Pengetahuan manusia merupakan modal penting dalam organisasi saat ini. Sumber pengetahuan yang dimiliki bermula dari pengalaman dan praktik baik yang dilakukan setiap orang. Organisasi yang berkarakter maju tentunya mampu mengelola pengetahuan manusia. Namun untuk mengelolanya diperlukan kebijakan dan perangkat yang mendukung proses berbagi pengetahuan.

Pelembagaan pengetahuan individu malahan dianggap sebagai asset organisasi. Hal ini dapat dipahami, karena informasi di era digital saat ini kian mudah diakses. Keterbukaan informasi tersebut selanjutnya mendorong orang memiliki pengetahuan dan keterampilan. Maksud dari organisasi mengelola pengetahuan (knowledge management) ialah mendorong organisasi bekerja secara efektif, inovatif dan menjadi pembelajar.

Pentingnya manajemen pengetahuan dalam organisasi ini juga disadari oleh pemerintah Indonesia. Hal ini ditunjukkan dengan terbitnya Peraturan Menteri Pendayagunaan Aparatur Negara dan Reformasi Birokrasi (MenpanRB) No 14 tahun 2011 tentang Pedoman Penerapan Manajemen Pengetahuan. Meskipun banyak lembaga/organisasi pemerintah belum mengikuti peraturan tersebut. Sebab itu pula, menjadi tantangan kedepannya agar pedoman tersebut dapat ditindaklanjuti. Diperlukan komitmen yang kuat dari pimpinan di berbagai instansi pemerintah jika ingin mewujudkan konsep tersebut sebagai bagian dari upaya reformasi birokrasi.
Pedoman itu sudah secara detail menunjukkan bagaimana pengetahuan dikelola. Termasuk di dalamnya bagaimana individu berbagi dan menyimpan pengetahuan dalam sebuah aplikasi atau sistem manajemen pengetahuan. Dengan berbasis pada pengetahuan, organisasi dapat mengambil setiap ide dan inovasi tanpa harus mengetahui individu yang memasukkan pengetahuan. Karena itu pegawai tidak akan segan untuk menyampaikan input, sehingga pola hirarkis atau birokratis tidak menjadi hambatan.
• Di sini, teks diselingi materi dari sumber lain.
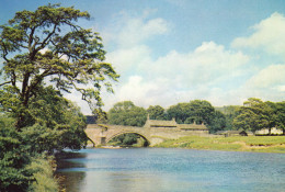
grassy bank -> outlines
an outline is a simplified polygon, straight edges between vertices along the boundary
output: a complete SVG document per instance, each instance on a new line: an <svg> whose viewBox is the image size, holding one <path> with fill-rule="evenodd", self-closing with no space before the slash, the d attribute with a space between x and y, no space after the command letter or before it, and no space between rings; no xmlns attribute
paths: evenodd
<svg viewBox="0 0 285 192"><path fill-rule="evenodd" d="M167 139L163 143L156 145L155 147L228 151L285 153L285 136L190 136L182 137L180 139Z"/></svg>

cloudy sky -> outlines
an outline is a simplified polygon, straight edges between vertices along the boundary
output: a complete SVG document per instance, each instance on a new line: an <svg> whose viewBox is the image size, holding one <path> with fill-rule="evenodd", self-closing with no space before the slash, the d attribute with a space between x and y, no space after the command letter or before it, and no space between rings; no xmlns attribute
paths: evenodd
<svg viewBox="0 0 285 192"><path fill-rule="evenodd" d="M46 1L0 0L0 23ZM168 108L190 100L215 106L248 98L285 100L283 0L61 0L88 11L79 21L103 37L106 60L121 75L105 110L118 101ZM87 104L77 93L83 113Z"/></svg>

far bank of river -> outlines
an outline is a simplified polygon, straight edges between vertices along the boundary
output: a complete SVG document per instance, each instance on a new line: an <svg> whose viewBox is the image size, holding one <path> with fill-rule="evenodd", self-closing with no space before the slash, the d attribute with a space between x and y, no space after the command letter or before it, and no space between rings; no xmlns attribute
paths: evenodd
<svg viewBox="0 0 285 192"><path fill-rule="evenodd" d="M285 136L189 136L180 139L166 139L156 147L283 154L285 153Z"/></svg>
<svg viewBox="0 0 285 192"><path fill-rule="evenodd" d="M58 163L68 192L283 191L285 155L173 148L82 149Z"/></svg>

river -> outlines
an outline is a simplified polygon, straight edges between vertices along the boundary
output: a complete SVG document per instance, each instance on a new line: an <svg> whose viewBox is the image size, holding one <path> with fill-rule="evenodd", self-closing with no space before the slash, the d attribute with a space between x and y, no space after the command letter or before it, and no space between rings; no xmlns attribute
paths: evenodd
<svg viewBox="0 0 285 192"><path fill-rule="evenodd" d="M284 154L94 148L58 166L67 192L285 191Z"/></svg>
Pengetahuan yang sudah didapatkan organisasi sudah seharusnya disebarkan dan diaplikasikan. Proses menyebarkan ini sebenarnya semakin mudah dilakukan dengan teknologi komunikasi, misalnya melalui facebook, messenger ataupun whatsapp. Hanya saja, tidak semua orang dapat meluangkan diri dan mampu menyerap pengetahuan. Demikian halnya kemampuan setiap orang berbeda dalam berbagi dan memahami pengetahuan.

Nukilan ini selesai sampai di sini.